Restore Data from GCS
This document describes how to restore the TiDB cluster data backed up using TiDB Operator in Kubernetes.
The restore method described in this document is implemented based on CustomResourceDefinition (CRD) in TiDB Operator v1.1 or later versions. For the underlying implementation, TiDB Lightning TiDB-backend is used to perform the restore.
TiDB Lightning is a tool used for fast full import of large amounts of data into a TiDB cluster. It reads data from local disks, Google Cloud Storage (GCS) or Amazon S3. TiDB Lightning supports three backends: Importer-backend
, Local-backend
, and TiDB-backend
. In this document, TiDB-backend
is used. For the differences of these backends and how to choose backends, see TiDB Lightning Backends. To import data using Importer-backend
or Local-backend
, see Import Data.
This document shows an example in which the backup data stored in the specified path on GCS is restored to the TiDB cluster.
Usage scenarios
You can use the restore solution introduced in this document if you need to export the backup data from GCS to a TiDB cluster, with the following requirements:
- To restore data with lower resource usage and lower network bandwidth usage. A restore speed of 50 GB/h is acceptable.
- To import data into the cluster with ACID compliance.
- The TiDB cluster can still provide services during the restore process.
Prerequisites
Before you perform the data restore, you need to prepare the restore environment and get the required database account privileges.

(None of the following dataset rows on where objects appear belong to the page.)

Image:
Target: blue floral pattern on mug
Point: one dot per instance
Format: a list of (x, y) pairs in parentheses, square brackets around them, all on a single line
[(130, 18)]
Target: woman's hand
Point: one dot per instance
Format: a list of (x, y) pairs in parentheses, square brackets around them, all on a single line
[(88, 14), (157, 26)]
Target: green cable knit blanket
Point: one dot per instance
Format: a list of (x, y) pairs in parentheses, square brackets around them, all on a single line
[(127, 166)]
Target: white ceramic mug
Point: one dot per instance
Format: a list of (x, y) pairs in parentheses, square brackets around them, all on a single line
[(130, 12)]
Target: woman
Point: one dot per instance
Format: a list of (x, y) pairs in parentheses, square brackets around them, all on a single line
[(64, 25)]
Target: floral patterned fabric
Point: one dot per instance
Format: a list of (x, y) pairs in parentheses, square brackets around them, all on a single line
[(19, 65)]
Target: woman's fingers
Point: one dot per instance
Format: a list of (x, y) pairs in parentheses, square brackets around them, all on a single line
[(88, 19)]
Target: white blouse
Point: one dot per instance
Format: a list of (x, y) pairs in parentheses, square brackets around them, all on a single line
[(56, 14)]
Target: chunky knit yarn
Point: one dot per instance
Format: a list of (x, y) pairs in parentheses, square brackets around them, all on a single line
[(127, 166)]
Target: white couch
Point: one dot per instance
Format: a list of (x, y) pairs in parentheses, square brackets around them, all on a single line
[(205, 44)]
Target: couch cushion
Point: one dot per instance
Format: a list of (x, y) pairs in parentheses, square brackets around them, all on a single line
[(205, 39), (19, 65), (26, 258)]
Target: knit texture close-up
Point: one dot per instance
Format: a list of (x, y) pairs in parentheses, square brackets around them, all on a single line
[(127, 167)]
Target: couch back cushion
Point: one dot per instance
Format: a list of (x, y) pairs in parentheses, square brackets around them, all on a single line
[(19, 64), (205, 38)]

Prepare the restore environment
Download backup-rbac.yaml and execute the following command to create the role-based access control (RBAC) resources in the
test2
namespace:kubectl apply -f backup-rbac.yaml -n test2
Grant permissions to the remote storage.
Refer to GCS account permissions.
Create the
restore-demo2-tidb-secret
secret which stores the root account and password needed to access the TiDB cluster:kubectl create secret generic restore-demo2-tidb-secret --from-literal=user=root --from-literal=password=${password} --namespace=test2
Get the required database account privileges
Before you use TiDB Lightning to restore the backup data in GCS to the TiDB cluster, make sure that you have the following database account privileges:
Privileges | Scope |
---|---|
SELECT | Tables |
INSERT | Tables |
UPDATE | Tables |
DELETE | Tables |
CREATE | Databases, tables |
DROP | Databases, tables |
ALTER | Tables |
Restore process
Create the restore custom resource (CR) and restore the backup data to the TiDB cluster:
kubectl apply -f restore.yaml
The
restore.yaml
file has the following content:---
apiVersion: pingcap.com/v1alpha1
kind: Restore
metadata:
name: demo2-restore
namespace: test2
spec:
to:
host: ${tidb_host}
port: ${tidb_port}
user: ${tidb_user}
secretName: restore-demo2-tidb-secret
gcs:
projectId: ${project_id}
secretName: gcs-secret
path: gcs://${backup_path}
# storageClassName: local-storage
storageSize: 1Gi
The example above restores data from the
spec.gcs.path
path on GCS to thespec.to.host
TiDB cluster. For more information about GCS configuration, refer to GCS fields.For more information about the
Restore
CR fields, refer to Restore CR fields.After creating the
Restore
CR, execute the following command to check the restore status:kubectl get rt -n test2 -owide
Note
TiDB Operator creates a PVC for data recovery. The backup data is downloaded from the remote storage to the PV first, and then restored. If you want to delete this PVC after the recovery is completed, you can refer to Delete Resource to delete the recovery Pod first, and then delete the PVC.
Troubleshooting
If you encounter any problem during the restore process, refer to Common Deployment Failures.